Yes, your first few rides you may forget to clip out when approaching a junction or whatever but after a short while it becomes second nature like "riding a bike" as the old saying goes.

Depending on which side you clip in / out you end up replacing one side cleats roughly 2 to 1. Demon Tweeks had a massive clear out of yellow ones some time back so I bought a fair few for not a lot of money so I am sorted for replacements for quite some time.
 

Mike_P

Legendary Member
Location
Harrogate
The win for SPDs for me are walkable shoes.
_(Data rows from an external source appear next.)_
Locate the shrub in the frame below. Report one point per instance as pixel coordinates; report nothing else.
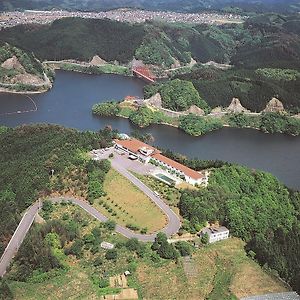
(111, 254)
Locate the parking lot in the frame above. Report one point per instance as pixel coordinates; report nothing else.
(121, 158)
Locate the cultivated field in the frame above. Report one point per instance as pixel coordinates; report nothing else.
(220, 271)
(127, 205)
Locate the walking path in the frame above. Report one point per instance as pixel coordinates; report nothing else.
(27, 220)
(18, 237)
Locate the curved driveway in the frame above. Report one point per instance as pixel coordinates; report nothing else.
(173, 220)
(171, 228)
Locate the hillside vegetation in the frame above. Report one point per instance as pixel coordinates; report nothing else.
(33, 151)
(253, 87)
(257, 208)
(177, 95)
(264, 52)
(234, 6)
(21, 70)
(75, 38)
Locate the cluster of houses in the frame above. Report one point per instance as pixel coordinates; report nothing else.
(148, 154)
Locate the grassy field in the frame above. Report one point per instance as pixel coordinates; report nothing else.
(170, 194)
(222, 271)
(219, 271)
(126, 204)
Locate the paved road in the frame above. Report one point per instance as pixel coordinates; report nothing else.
(27, 220)
(18, 237)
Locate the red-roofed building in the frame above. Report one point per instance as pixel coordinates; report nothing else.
(145, 153)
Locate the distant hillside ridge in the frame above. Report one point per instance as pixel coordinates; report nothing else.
(21, 71)
(280, 6)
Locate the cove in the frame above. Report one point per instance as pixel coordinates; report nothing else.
(69, 104)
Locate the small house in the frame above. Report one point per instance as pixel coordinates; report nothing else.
(215, 233)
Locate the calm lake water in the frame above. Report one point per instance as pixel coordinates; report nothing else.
(69, 103)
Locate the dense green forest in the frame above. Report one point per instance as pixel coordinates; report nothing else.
(257, 208)
(176, 95)
(254, 88)
(27, 63)
(75, 38)
(33, 151)
(264, 52)
(268, 40)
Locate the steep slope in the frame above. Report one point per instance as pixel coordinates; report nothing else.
(75, 38)
(22, 71)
All my bikes have dual sided SPD pedals so for example my road bike can make a rare appearance to the work bike shed in place of the pedelec ebike while using the shoes I would use with the ebike.
The ebike goes their via a pretty steep hill, to get up that on the road bike requires as light a kit as possible (cycling bid shorts and jersey) so if using the road bike on the commute it goes a longer way with more gentler gradients.
The commute is just under 2 miles so its not time efficient to have to change kit and shower.
 
I have a boxful of tried and rejected clipless pedals (safety pedals as they were known in the early days of Look) , yep they might make a difference that is noticeable if you keep a close watch on your computer or are racing, but as soon as you dismount that marginal advantage goes, as you clip-clop across a floor, and if you do any distance walking recessed plates soon start to show, get detritus stuck in them and finally waste all those seconds you saved trying to undo corroded cleat screws.
I know of at three fatal accidents caused by cyclists toppling over sideways due to SPD (etc) pedals.